I freeze in shock; no one is ever able to beat me in fencing, than ag
Four answers:
zoe
2010-07-05 22:22:09 UTC
I think that for a first chapter there is too little information establish about the narrator and situation for the reader to care about them, thus making it strange to read. the narrator should be established at the beginning in more ways than just being a fencing person.

also it is lacking in dialogue, interesting action, and mood. however, the descriptions are pretty good.
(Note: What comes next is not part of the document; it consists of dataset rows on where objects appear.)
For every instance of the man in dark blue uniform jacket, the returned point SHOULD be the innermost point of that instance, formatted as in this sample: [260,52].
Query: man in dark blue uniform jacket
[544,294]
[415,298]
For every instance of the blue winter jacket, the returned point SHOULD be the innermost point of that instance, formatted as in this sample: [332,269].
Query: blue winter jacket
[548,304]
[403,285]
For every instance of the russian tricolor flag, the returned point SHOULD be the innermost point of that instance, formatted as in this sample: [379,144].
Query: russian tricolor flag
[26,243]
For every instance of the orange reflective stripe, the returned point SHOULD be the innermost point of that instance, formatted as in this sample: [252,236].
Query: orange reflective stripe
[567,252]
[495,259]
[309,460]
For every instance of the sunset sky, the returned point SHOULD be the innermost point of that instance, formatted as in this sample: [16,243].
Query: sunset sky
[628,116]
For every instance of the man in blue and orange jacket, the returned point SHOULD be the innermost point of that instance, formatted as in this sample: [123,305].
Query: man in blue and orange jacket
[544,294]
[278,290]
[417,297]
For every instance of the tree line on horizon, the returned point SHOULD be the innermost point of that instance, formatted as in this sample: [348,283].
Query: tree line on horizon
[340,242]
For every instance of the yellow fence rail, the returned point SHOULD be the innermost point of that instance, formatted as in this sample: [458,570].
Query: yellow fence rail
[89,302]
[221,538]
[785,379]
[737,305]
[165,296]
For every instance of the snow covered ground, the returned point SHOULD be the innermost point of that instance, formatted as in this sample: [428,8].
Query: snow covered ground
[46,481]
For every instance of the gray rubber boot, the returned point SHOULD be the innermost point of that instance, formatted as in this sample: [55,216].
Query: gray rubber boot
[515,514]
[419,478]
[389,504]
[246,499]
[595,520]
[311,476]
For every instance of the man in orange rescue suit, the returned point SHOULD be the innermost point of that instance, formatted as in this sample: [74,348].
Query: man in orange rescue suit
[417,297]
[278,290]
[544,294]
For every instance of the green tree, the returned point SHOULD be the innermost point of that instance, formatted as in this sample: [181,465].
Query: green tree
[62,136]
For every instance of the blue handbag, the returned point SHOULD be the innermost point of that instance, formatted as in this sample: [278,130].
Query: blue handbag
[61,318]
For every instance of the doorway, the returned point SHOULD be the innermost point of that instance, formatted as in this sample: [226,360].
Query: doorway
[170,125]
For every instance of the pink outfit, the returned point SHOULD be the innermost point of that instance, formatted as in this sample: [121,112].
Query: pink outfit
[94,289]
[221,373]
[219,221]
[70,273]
this just doesn't feel like a first chapter to me, it seems kind of random and underdeveloped; the writing isn't bad it just needs work.



hope this helps!
Poppo
2010-07-06 08:01:11 UTC
It's really good except for the part about the oil spill. Unless your gonna get the book published in the next couple months, I'd take it out.
lordahl
2016-10-18 02:14:10 UTC
you're able to restore grammar. it is incredibly in no way exciting even nonetheless strange issues are going on. You tell way too plenty you should assessment to teach. You did not incredibly describe something aside from exclaiming her hair became blonde. i don't probable see it going everywhere nor do i prefer to confirm it pass everywhere. So in this fantasy form e book at this factor there isn't plenty you're able to do to make it stand out different than once you're making the girl a deranged ninety 365 days previous lady who has venture letting pass of her ex-dragon/wolf/witch/wizard years in the past she became like banished from the appropriate kingdom of blondie land abode of dragon/wolf/witch/wizards.
triple flip
2010-07-05 22:37:49 UTC
i really like it as an opening, and the paragraphs are all a good length and in balance. i love that she does fencing!